Tudor Introduces the Royal (Including the Royal Day-Date)

Integrated bracelet and automatic.

Not long after Tudor unveiled the Black Bay Fifty-Eight Navy Blue – a well priced and solid albeit slightly predictable launch – the brand quietly announced something more surprising – the Tudor Royal.

Initially available only in four Asian markets, but now available worldwide starting November 2020, the Royal revives a model name last used several decades ago and applies it to an affordable watch with an integrated bracelet that has a retro, 1970s feel.

Initial thoughts

The Royal successfully combines various elements from past Tudor watches, with the exception of the dial, which looks a bit uninspired.

The integrated bracelet and case brings to mind models of the 1970s, like the Tudor Ranger for instance, while the alternating fluted-and-polished bezel has been used on various models, including the fairly recent Tudor Classic. But the dial is plain, though it was likely designed to appeal to an audience that wants an obviously classical dial with Roman numerals.

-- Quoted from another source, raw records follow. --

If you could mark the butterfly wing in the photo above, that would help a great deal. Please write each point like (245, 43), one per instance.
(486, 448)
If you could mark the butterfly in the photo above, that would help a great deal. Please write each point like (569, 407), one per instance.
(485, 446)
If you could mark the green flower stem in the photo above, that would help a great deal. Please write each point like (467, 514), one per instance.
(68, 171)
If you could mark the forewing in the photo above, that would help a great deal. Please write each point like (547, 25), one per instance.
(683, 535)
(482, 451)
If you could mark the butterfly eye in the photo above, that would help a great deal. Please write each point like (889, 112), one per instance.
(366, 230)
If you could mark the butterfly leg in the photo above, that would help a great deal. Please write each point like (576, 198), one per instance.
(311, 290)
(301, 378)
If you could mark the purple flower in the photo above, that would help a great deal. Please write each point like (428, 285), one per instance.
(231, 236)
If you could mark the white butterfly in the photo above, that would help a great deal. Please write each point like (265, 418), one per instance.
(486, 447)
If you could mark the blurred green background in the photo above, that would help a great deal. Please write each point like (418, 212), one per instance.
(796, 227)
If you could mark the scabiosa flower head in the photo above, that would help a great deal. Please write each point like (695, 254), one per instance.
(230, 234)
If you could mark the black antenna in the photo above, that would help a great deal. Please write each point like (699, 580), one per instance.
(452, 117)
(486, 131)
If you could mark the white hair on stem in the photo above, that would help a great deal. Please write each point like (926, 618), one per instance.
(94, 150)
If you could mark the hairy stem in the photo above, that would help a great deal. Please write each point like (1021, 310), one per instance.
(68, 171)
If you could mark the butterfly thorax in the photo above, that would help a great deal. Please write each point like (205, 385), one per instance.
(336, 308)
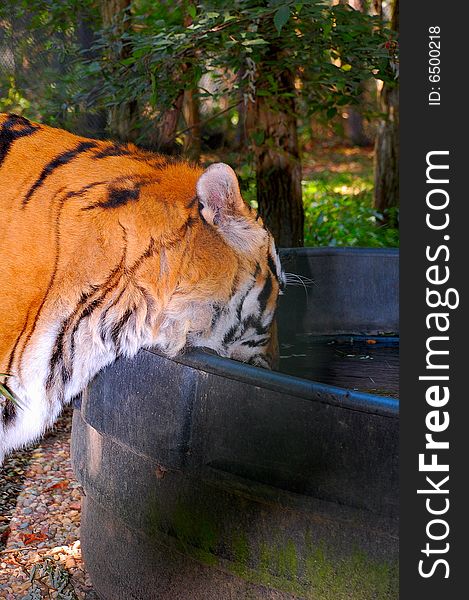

I would have liked it with a more modern dial, but nevertheless the value proposition is clear. For someone who wants a solid watch that doesn’t look like a diving instrument, the Royal is an excellent buy.

With the base model priced a bit over US$2,000, the Royal is – like nearly all Tudor watches – excellent value for money given the high level of fit and finish of the external parts, which are likely the best in the price range. The movements inside are either Sellita or ETA calibres, which are not as sophisticated as Tudor’s proprietary movements, but for the price that’s entirely fair.

Integrated bracelet

Tudor describes this as a “sport-chic” watch, which is accurate enough, as the case has a screw-down crown and 100 m depth rating.

Available in four sizes – 41, 38, 34, and 28 mm – the case is available in steel or two-tone steel and 18k yellow gold, with the same integrated bracelet that’s five links across. And the bezel is different take on the traditional fluted bezel found on Tudor (and Rolex) watches, with the fluting alternating with polished sections.

Several dial styles are available, including diamond hour markers and mother of pearl, but all share the same design characterised by baton hands and applied Roman numerals. But only the 41 mm model is offered with the day-date function.

41 mm (pair on the left), and 38 mm

The 28 mm model with a mother-of-pearl dial and diamond markers

The larger versions are all powered by Sellita movements, while the the smallest 28 mm model is equipped with the ETA 2671. The movements share similar features and construction, including a relatively short 38-hour power reserve, which is probably the most weakness of the watch. In contrast, Tudor’s in-house movements boast a 70-hour power reserve, meaning you can remove the watch for the weekend and still have it running on Monday.

Key Facts and Price

Tudor Royal
Ref. 28600 (41 mm)
Ref. 28500 (38 mm)
Ref. 28400 (34 mm)
Ref. 28300 (28 mm)

Diameter: 41, 38, 34, and 28 mm
Thickness: Unavailable
Material: Stainless steel, 18k yellow gold
Crystal: Sapphire
Water resistance: 100 m

Movement: 41 mm – T603 (Sellita SW240); 38 and 34 mm – T601 (Sellita SW200); 28 mm – T201 (ETA 2671)
Functions: Hours, minutes and seconds; and day or date on larger models
Winding: Automatic
Frequency: 28,800 beats per hour (4 Hz)
Power reserve: 38 hours

Strap: Integrated metal bracelet

Availability: Now at boutiques and authorised retailers in China, Hong Kong, Taiwan, and Philippines; and then worldwide from November 2020
Price: From CHF2,200 for the 41 mm in steel, to CHF3,750 for the 38 mm in steel and gold with diamond indices

For more, visit Tudorwatch.com.

Correction August 15, 2020: Tudor’s in-house movements have a 70-hour power reserve, and not 72 hours as stated in an earlier version of the article.

Addition September 25, 2020: Added the fact that the Royal will be available worldwide starting November.

Addition November 13, 2020: The larger models are powered by Sellita movements, and not ETA calibres.